Наступило молчание, которое ни тот ни другой не хотели нарушать. Улицы пустели, облик небольшого таинственного черноморского порта окутывался тьмой. Все энергичное движение укрылось за непроницаемыми ставнями. Слышался только морской прибой, солдаты больше не пели. Перестали грохотать дрожки. Ночь густой волной накатывалась с гор, их неприятно и душно облепил сырой воздух, напитанный малярийными миазмами болот, на которых построен Батум и которые делают город таким нездоровым. Звезды в нем умирали.
— Еще по бокалу? — предложил Шталь. — Выпьем за богов будущего и расстанемся до обратного рейса, как?
— Я провожу вас до парохода, — последовал ответ. — Никогда не был большим охотником выпить. А боги будущего, надеюсь, предпочтут мое обычное подношение — воображение.
Доктор не стал просить дальнейших объяснений. Они направились к порту, шагая узенькими улочками. Кругом ни души, в редких окнах виднелись огни. Пару раз с верхнего этажа в гуле голосов слышалось треньканье балалайки, а из небольших садочков доносился звон стаканов, мужской и женский смех, под деревьями рдели огоньки сигарет.
Спускаясь дальше к гавани, когда уже показались мачты и пароходные трубы больших судов на фоне неба, Шталь ненадолго остановился возле не закрытой ставнями витрины магазина, одного их тех, что смазывают облик города стандартной немецкой кухонной утварью, парижскими шляпками и сумбуром разномастных олеографий. Они подошли чуть ближе и присмотрелись. Укрывшийся в тени на другой стороне вооруженный сторож с подозрением наблюдал за иностранцами, которые даже не догадывались об этом.
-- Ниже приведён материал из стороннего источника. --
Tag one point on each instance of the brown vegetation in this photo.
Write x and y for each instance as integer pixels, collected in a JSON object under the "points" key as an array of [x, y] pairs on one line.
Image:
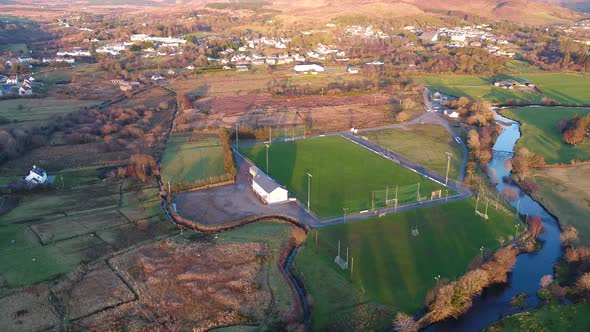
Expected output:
{"points": [[524, 160], [576, 130], [455, 298]]}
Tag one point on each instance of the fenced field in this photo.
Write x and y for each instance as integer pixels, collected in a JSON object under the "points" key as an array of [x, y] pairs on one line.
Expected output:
{"points": [[343, 175]]}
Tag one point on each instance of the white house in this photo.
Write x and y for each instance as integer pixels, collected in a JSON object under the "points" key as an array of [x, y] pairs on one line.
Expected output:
{"points": [[266, 188], [452, 114], [352, 70], [309, 68], [36, 176], [25, 90]]}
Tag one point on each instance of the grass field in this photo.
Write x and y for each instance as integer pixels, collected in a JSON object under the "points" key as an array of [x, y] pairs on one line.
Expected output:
{"points": [[540, 133], [35, 111], [569, 89], [554, 317], [565, 192], [423, 144], [565, 88], [391, 266], [46, 234], [189, 157], [344, 174]]}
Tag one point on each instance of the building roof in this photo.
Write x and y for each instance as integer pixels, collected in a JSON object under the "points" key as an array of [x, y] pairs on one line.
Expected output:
{"points": [[266, 183], [39, 171]]}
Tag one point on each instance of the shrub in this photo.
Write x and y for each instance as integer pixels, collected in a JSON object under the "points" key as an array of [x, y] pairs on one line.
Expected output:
{"points": [[583, 282], [536, 226], [546, 280], [405, 323]]}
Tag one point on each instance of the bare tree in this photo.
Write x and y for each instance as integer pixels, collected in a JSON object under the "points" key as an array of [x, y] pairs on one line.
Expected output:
{"points": [[569, 236], [405, 323]]}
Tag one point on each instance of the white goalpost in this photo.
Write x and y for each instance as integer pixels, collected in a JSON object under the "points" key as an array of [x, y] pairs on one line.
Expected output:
{"points": [[341, 262]]}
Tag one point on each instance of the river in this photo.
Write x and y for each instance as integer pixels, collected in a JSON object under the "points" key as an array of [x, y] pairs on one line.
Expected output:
{"points": [[495, 302]]}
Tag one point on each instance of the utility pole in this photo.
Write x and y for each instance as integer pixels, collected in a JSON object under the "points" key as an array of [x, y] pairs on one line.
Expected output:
{"points": [[267, 158], [309, 176], [316, 242], [449, 155], [396, 198]]}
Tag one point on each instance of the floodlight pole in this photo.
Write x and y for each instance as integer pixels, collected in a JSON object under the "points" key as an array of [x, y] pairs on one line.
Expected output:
{"points": [[267, 159], [237, 138], [309, 176], [449, 155]]}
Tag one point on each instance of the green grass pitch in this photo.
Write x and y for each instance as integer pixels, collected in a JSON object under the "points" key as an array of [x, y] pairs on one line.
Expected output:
{"points": [[392, 267], [344, 174]]}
— Вот перед подобной витриной в Тифлисе, — как бы между прочим заметил Шталь, — я случайно услышал разговор двух горцев-грузин, разглядывавших репродукцию «Кентавра» Беклина. Разговаривали они совсем негромко, полушепотом, но я уловил суть. Помните эту картину?
— Да, где-то видел, — коротко отозвался О’Мэлли и, стараясь не выдать волнения, спросил таким же обыденным тоном: — О чем же они говорили?
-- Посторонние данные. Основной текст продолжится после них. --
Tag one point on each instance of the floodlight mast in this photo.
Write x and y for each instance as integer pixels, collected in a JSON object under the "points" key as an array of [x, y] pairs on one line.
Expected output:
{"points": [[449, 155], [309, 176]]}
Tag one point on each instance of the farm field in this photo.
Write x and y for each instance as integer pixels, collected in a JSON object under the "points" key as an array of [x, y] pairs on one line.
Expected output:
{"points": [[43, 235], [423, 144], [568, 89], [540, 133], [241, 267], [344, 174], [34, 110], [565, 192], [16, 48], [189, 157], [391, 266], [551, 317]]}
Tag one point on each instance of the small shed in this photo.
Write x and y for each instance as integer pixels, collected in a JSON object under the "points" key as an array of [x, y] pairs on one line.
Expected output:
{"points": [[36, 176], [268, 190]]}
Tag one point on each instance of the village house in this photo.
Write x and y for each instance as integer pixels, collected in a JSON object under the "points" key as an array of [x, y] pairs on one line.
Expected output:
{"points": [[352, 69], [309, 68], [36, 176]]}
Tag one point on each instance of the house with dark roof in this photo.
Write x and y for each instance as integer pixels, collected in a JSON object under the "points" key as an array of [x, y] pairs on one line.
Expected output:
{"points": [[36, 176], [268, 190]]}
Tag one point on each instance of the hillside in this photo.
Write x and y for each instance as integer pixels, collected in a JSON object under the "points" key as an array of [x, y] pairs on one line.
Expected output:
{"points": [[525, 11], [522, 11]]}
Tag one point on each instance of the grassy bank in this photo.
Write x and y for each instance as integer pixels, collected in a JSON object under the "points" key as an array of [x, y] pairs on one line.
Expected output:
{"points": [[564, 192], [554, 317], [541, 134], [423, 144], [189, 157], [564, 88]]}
— Обсуждали ее, причем очень заинтересованно. Один спросил, указав на подпись: «Что там говорится?» Читать они оба не умели и довольно долго стояли молча, на сумрачных лицах проступал испуг. Затем первый снова спросил: «Так что же это?», а второй, который был много старше, настоящий густобородый гигант, тихо ответил: «Как раз то, о чем я рассказывал, — и в голосе его звучал благоговейный страх, — они по-прежнему живут в широкой долине, поросшей декиани[86], за… — (тут он упомянул необитаемую труднодоступную местность по соседству с Дагестаном), — появляются по весне, стремительно, с ревом… Лучше сразу спрятаться. Если попадешься им на глаза — погибнешь. Они же не умирают, дети гор. А может, даже старше их, очень, очень древние. Об их появлении предупредят собаки или кони, иногда налетает сильный ветер. Только не стреляй в них». И оба застыли, продолжая разглядывать картину. Наконец через несколько минут, поняв, что больше ничего не услышу, я двинулся дальше. Но, как видите, в горах возможно наблюдать проявления древней жизни, и эти охотники своими глазами видели их, по всей видимости сходных обликом с изображенными на той картине.
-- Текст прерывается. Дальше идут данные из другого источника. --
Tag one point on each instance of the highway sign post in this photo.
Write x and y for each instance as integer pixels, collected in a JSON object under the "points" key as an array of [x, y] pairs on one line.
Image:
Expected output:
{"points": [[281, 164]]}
Из тени выступил сторож и направился к ним, Шталь тут же поспешил дальше, увлекая спутника за собой по тротуару.
— У вас паспорт с собой? — спросил он, заметив, что охранник двинулся следом.
— Я добрался до полицейского участка только после полудня и еще не получил его назад, — хрипло ответил О’Мэлли, не узнав собственного голоса.
Однако он был безмерно благодарен даже такому вмешательству окружающего мира, ощутив себя податливым воском в руках доктора. Страшась проницательных вопросов, ирландец почувствовал огромное облегчение. Еще чуть-чуть — и признание вырвалось бы у него из груди.
— Без паспорта в этих краях ходить не стоит, — добавил доктор. — Полицейские здесь сущие бестии и способны устроить массу неприятностей.
О’Мэлли об этом, конечно же, был прекрасно осведомлен, но живо подхватил тему и принялся ее поддерживать невинными вопросами, почти не слушая ответов. Вскоре они оторвались от преследователя, почти добравшись до гавани. На фоне темного неба с востока и запада величественно прорисовывались пики Малого Кавказского хребта. Возле корабельных сходен приятели простились. Шталь на мгновение задержал руку ирландца.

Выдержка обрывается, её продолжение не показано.